На другой день в Крестовой палате были назначены смотрины. Все стали в один ряд, а патриарх Иов сидел в резном кресле. На нем белый клобук с крылами херувима, шелковая мантия с бархатными скрижалями , на груди темного золота панагияс распятием Христа, унизанная жемчугом и изумрудами; в правой руке патриарха черный рогатый посох с каменьями и серебром по древку.

Васюта оробел: лик святейшего был суров, величав и неприступен; казалось, что сам господь сошел с неба и воссел в расписном кресле, сверкая золотыми одеждами.

«Первый после бога… Святой. Должно, все грехи мои ведомы. Парашку-то проманул. Так ведь сама ластилась… Не угожу в батюшки», – подумалось ему.

Патриарший казначей представлял каждого святейшему. Тот слегка кивал светло-каштановой бородой, молчаливо поглаживая белой холеной рукой панагию. Когда казначей молвил о Васюте, патриарх оживился.

– Из Угожей?.. Добро, добро, сыне. Выходит, преставился Паисий… Боголюбивый был пастырь, на добрые дела мирян наставлял. Любил я Паисия.

Иов широко перекрестился, лицо его стало задумчивым; когда-то он ведал Ростовской епархией, и отец Паисий был в числе его самых собинных пастырей.

В Крестовой было тихо, никто не посмел нарушить молчания святейшего; но вот он качнулся на мягкой подушке из золотного бархата и вновь устремил свой взор на Васюту.

– А ведаешь ли ты, отрок, чем славна земля Ростовская?

Васюта замялся: Ростов многим славен, был он когда-то и великокняжеским стольным градом и с погаными лихо воевал. О богатыре Алеше Поповиче по всей Руси песни складывают. А ростовские звонницы? Нигде не услышишь такого малинового звону.

И Васюта, уняв робость, обо всем этом поведал. Лицо святителя тронула легкая улыбка.

– Добро речешь, сыне… А еще чем славна земля твоя? Кто из великих чудотворцев осчастливил Русь православную?

– Преподобный Сергий, владыка. Сын ростовского боярина Кирилла. Много лет он жил в скиту отшельником, а засим Троице-Сергиевой лавре начало положил.

– Хвалю, отрок… Чти грамоту от мирян, отец Мефо-дий.

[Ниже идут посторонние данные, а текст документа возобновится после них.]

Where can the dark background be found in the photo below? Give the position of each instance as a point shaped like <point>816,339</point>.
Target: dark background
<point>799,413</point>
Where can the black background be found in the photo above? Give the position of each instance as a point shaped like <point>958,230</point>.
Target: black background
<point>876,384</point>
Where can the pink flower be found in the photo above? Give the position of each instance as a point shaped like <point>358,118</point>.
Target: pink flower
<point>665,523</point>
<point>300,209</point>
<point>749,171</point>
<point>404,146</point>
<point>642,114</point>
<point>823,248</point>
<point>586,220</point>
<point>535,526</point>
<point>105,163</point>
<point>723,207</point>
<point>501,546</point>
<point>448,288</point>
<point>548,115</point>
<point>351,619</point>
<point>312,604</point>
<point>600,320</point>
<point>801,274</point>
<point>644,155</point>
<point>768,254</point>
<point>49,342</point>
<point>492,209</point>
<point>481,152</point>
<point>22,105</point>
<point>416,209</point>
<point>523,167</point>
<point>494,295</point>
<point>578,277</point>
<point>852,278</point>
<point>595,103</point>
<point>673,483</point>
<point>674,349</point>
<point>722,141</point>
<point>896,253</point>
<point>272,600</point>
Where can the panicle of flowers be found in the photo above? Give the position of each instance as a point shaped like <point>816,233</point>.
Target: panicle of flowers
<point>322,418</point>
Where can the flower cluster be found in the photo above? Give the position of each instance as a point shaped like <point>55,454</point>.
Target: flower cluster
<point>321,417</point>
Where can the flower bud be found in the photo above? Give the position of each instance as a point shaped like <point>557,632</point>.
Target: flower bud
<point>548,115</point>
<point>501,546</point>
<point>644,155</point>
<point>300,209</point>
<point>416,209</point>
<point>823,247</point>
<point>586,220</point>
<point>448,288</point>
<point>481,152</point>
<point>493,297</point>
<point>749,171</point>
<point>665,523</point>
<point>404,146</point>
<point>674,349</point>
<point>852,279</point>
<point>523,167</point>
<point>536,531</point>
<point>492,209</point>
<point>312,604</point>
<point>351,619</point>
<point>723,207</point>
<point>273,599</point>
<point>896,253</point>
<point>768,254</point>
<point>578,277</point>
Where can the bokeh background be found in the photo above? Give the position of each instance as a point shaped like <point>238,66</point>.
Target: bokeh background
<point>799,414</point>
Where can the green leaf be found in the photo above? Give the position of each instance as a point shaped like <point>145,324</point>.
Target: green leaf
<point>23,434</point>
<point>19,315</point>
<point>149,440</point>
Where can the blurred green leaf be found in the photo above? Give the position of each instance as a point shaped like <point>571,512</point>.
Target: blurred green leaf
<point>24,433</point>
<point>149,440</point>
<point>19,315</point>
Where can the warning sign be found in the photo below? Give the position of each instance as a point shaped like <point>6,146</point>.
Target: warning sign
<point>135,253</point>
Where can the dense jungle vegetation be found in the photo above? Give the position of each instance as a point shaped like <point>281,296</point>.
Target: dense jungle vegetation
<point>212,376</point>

Патриарший казначей приблизился к Иову и внятно, подрыгивая окладистой бородой, прочел:

«Мы, крестьяне села У гожи, выбрали и излюбили отца своего духовного Василия себе в приход. И как его бог благоволит, и святой владыка его в попы посвятит, и будучи ему у нас в приходе с причастием и с молитвами быть подвижну и со всякими потребами. А он человек добрый, не бражник, не пропойца, ни за каким хмельным питьем не ходит; в том мы, старосты и мирские люди, ему и выбор дали».

Патриарх кивнул и повелел Васюте подойти ближе.

– А поведай, сыне, что держит землю?

– Вода высока, святый отче.

– А что держит воду?

– Камень плоек вельми.

– А что держит камень?

– Четыре кита, владыка.

– Похвально, отрок, зело похвально. А горазд ли ты в грамоте? Подай ему псалтырь, Мефодий.

Васюта принял книгу, оболоченную синим сафьяном, и бегло начал читать.

– Довольно, сыне. Прими мое благословение.

Сложив руки на груди, Васюта ступил к патриарху,

пал на колени. Иов высоко воздел правую руку.

– Во имя отца и сына и святого духа! – истово промолвил он и, широко перекрестив, коснулся устами Васютиной головы.

В тот же день отобранных патриархом ставленников рукополагали в священники.

Из храма Васюта Шестак вышел отцом Василием.